Haiti: Shelter Coming Both Too Slow and Too Fast

Talk is already turning to reconstruction in Haiti. Architecture for Humanity, a “non-profit design services firm” that specializes in post-disaster reconstruction, has released some general concept notes. Writing at the firm’s website, Cameron Sinclair, an architect and the group’s founder, referenced controversies following Hurricane Katrina in the United States:

I remember vividly well-known news personalities standing on the rubble of homes in the lower ninth [New Orleans’ Lower Ninth Ward, a neighborhood] proclaiming that ‘this time next year we will see families back home.’ Some well-meaning NGOs, who usually have little building experience, are even worse — ‘we'll have 25,000 Haitians back home if you donate today.’ In reality, here is what it really looks like:

  • Pre-Planning Assessments and Damage Analysis (underway, will run for a year)
  • Establish Community Resource Center and Reconstruction Studio (Week 6 to Month 3)
  • Sorting Out Land Tenure and Building Ownership (Month 6 to Year 5)
  • Transitional Shelters, Health Clinics and Community Structures (Month 6 to Year 2)
  • Schools, Hospitals and Civic Structures (Month 9 to Year 3)
  • Permanent Housing (Year 1 to Year 5)

Early reports on the damage pointed mostly to lax building standards in Haiti. At the Earth Institute's State of the Planet blog, the focus was on bad construction:

Much of the rubble seen in the terrible videos we are now appallingly used to is composed of chunks of cement – and just cement. This is the style so typical of poorer parts of the world. Just cement is not enough; columns and walls should be built with high quality cement, with the right amount of sand, and sewn through with steel reinforcing bars – rebar. That’s what gives them strength. Next time you look at a video or a still image of damaged buildings in Haiti, look for rebar. I haven’t seen any yet.

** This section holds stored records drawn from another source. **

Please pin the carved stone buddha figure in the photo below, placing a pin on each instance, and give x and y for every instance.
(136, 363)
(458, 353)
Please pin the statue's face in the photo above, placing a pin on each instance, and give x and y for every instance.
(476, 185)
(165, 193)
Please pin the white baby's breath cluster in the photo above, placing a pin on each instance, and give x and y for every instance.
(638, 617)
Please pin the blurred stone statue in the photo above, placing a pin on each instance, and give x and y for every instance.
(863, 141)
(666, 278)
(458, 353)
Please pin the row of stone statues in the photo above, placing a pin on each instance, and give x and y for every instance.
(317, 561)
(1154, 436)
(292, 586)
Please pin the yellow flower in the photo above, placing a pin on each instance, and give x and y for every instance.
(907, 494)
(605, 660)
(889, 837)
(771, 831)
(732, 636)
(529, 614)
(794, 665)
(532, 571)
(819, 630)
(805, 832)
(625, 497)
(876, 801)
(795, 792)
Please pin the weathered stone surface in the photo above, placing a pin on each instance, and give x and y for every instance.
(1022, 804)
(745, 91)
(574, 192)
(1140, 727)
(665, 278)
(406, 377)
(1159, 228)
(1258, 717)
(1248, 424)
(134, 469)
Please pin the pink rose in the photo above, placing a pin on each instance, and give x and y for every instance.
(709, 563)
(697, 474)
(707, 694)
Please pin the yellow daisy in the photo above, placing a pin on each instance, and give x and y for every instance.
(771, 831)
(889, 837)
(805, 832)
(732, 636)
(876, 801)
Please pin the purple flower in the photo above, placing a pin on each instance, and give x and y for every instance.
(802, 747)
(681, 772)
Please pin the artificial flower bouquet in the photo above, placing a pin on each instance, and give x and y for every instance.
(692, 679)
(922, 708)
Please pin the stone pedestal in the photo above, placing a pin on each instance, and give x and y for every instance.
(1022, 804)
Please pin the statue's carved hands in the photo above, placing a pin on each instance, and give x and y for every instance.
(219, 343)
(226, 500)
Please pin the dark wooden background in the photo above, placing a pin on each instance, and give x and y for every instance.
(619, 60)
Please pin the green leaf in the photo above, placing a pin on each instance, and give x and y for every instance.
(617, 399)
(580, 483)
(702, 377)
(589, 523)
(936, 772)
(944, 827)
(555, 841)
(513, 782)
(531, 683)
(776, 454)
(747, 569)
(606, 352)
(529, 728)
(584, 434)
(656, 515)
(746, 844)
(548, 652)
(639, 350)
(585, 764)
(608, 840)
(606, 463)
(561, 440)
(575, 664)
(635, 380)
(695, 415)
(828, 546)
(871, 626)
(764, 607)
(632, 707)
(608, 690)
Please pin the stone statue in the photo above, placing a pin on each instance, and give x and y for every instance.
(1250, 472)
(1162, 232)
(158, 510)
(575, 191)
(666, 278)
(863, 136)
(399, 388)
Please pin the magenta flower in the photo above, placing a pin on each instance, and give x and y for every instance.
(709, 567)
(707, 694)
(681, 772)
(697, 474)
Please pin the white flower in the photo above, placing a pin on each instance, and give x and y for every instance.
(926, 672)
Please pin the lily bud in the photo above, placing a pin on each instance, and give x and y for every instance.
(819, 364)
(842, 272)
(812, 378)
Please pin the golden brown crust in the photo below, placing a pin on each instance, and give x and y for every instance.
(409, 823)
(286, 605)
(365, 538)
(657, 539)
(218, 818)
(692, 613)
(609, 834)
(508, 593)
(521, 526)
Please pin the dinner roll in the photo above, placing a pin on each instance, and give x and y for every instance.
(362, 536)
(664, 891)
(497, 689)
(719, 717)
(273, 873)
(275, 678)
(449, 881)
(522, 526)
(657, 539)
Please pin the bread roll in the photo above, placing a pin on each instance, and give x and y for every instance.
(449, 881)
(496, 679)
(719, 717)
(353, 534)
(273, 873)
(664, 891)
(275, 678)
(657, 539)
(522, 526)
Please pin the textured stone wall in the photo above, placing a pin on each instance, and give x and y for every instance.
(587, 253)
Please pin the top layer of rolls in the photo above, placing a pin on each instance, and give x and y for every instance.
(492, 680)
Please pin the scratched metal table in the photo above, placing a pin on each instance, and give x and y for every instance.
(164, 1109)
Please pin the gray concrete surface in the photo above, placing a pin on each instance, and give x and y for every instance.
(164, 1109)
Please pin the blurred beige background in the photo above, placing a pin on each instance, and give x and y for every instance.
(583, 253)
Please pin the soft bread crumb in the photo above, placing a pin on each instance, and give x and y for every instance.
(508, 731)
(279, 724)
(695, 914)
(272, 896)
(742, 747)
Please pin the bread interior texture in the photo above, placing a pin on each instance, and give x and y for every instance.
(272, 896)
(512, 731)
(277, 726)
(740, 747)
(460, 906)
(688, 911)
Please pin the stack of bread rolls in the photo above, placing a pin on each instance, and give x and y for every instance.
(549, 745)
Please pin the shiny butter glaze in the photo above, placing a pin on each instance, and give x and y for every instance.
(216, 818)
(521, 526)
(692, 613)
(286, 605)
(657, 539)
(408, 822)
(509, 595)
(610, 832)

But Adolphe Saint-Louis, a 49 year-old quake survivor interviewed in Port au Prince by New American Media, describes something more complicated than iffy concrete. Her home was built as a series of additions, — and with rebar, she says — to keep extended family under one roof, and share building costs in the family. Making the building expandable served an important function, but proved catastrophic when the structure failed.

Maybe your child marries and they need a place to be for them and their husband. You can build just a room on the roof of your house and put a tin roof on it. Then when you have more money you can add more rooms or finish the entire floor and create a new roof for the building. That is what we did at my house. We added some rooms and a new roof to our house. There was a place for my nephew to live in the front and a large room for my daughter and her husband in the back. The way we had done it, it was so pleasant. We put many plants and flowers in pots around the side of the staircase outside because my daughter loves nature very much. She was so happy when she saw the place that we made for her. But when the earthquake came, we lost everything….The floors of the houses fell, one on top of the other.

She claimed the expansion system included re-enforcement:

In Haiti, when you want to add to your home, you build on top of the roof, which is concrete held up by pillars or strong walls on the floor below. A mason builds new walls of concrete blocks to make a room or to enclose the entire area to add a new floor to the house. Some blocks have holes to allow the air to circulate and if the mason is talented he will use the blocks to make a pretty pattern or type of decorative window. The weight-bearing blocks are always solid and they have metal rebar running through the middle to support the structure of the house. When the addition is finished, the mason will leave the rebar exposed so that another floor can be added later if it is needed.

A Canadian nutritionist living in Haiti, Ellen in Haiti, describes checking in on a friend — identified only as M — who had just bought a house built with stone rather than concrete. The older design had also failed:

This house is made of rocks filled in with mud/clay and covered with something like cement or plaster, the way they were made before concrete blocks took hold in Haiti.  The rocks in one wall all tumbled out, leaving the house uninhabitable. The family is living in their cooking lean-to, which has never had the luxury of four walls.  Their possessions are all bundled up under the thatch roof, where they will be susceptible to rain and bad weather.